Pound Sterling (GBP)
Today’s British economic data produced disappointing results. However, Pound Sterling avoided significant depreciation versus most of its peers thanks to corrective trading. Nationwide House Prices saw slower-than-expected growth in February on both a monthly and annual basis. Perhaps most disappointing however, given that it is the single largest component of UK gross domestic product, was services output. The Services PMI was predicted to fall from 55.6 to 55.1, but output actually slowed to 52.7. This suggests that the tepid sectoral growth thus far in 2016 will mean a very small rate of economic expansion in the first-quarter.
The Euro edged fractionally higher versus its major peers today thanks to registering mostly positive domestic data results. Of particular significance was January’s Eurozone Retail Sales which advanced by 2.0%; bettering the median market forecast 1.3% sales growth. The single currency failed to fully capitalise on this result, however, with speculation of European Central Bank (ECB) policy easing dominating trader focus.

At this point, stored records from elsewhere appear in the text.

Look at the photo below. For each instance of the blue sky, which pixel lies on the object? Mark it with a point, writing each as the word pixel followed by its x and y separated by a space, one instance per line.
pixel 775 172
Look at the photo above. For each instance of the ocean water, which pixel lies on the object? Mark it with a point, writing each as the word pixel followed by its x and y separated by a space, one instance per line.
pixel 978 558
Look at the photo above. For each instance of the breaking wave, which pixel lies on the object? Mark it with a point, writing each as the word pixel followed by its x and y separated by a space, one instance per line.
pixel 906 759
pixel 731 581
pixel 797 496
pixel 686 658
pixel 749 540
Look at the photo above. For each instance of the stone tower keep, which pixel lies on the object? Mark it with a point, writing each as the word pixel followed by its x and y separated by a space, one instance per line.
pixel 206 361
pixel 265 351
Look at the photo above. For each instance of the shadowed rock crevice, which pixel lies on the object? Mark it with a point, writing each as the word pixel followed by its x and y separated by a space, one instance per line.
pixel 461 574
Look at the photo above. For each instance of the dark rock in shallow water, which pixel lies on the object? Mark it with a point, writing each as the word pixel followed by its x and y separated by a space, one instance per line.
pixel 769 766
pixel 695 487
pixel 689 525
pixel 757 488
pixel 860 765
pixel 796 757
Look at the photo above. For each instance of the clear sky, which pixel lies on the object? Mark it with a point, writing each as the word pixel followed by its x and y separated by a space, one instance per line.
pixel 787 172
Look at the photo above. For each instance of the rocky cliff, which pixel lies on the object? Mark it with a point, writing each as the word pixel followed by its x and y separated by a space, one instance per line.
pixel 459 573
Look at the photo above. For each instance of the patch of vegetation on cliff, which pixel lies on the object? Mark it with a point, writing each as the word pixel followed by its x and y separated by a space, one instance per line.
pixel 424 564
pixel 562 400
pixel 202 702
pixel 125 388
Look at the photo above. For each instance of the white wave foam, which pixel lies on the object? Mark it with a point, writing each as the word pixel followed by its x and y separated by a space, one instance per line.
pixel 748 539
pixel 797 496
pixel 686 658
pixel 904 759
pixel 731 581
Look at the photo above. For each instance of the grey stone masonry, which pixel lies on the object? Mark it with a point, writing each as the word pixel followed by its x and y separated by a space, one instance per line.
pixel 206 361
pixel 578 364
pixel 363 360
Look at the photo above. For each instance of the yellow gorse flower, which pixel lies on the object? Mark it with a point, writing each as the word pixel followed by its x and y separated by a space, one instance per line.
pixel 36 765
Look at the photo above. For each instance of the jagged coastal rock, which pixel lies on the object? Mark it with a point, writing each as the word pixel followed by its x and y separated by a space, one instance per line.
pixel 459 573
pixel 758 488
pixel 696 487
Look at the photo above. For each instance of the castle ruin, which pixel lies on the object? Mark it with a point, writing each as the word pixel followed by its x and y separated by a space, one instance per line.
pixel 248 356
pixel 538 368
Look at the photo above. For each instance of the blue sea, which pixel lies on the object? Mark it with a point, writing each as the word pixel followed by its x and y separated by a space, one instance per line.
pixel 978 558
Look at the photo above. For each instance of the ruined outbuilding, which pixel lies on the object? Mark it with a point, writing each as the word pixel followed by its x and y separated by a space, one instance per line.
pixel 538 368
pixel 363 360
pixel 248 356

Many analysts now predict that the ECB will adopt negative interest rates and expand asset purchases.
US Dollar (USD)
With Federal Reserve uncertainty weighing heavily on demand for the US Dollar, the North-American asset is holding steady versus most of its peers ahead of key Non-Manufacturing/Services Composite data. Given external risks presented from the global economic slowdown, many experts believe that the Federal Reserve will delay tightening policy for a considerable time to come. Political uncertainty is also having a detrimental impact on USD demand after some of the more controversial Presidential candidates were shown to be gaining ground.
Australian Dollar (AUD)
Commodity-correlated assets climbed during Thursday’s European session thanks to positive services data out of China. February’s China Services PMI did slow from 52.4 to 51.2, but this is still considered robust growth compared to massive sectoral declines seen recently. Asian stocks advanced in response to the data which aided demand for the Australian Dollar. A better-than-expected result from Australia’s Trade Balance data, which showed the deficit narrowed by more than expected, also aided the ‘Aussie’ (AUD) uptrend.
New Zealand Dollar (NZD)
Similarly to its Oceanic neighbour, the New Zealand Dollar advanced in response to rising Asian stocks and positive Chinese ecostats. Also supportive of demand for the antipodean currencies is the prospect of long-term delays to a Federal Reserve rate hike. Additionally, the likelihood of easing from the ECB should support both the ‘Aussie’ and the ‘Kiwi’ (NZD) as it will likely further reduce the likelihood of a Fed rate hike in the near-term.
Canadian Dollar (CAD)
US oil inventories data showed stocks were massively higher than had been predicted. This caused oil prices to edge lower, but the impact was minimal considering. As a result, the Canadian Dollar avoided a larger depreciation.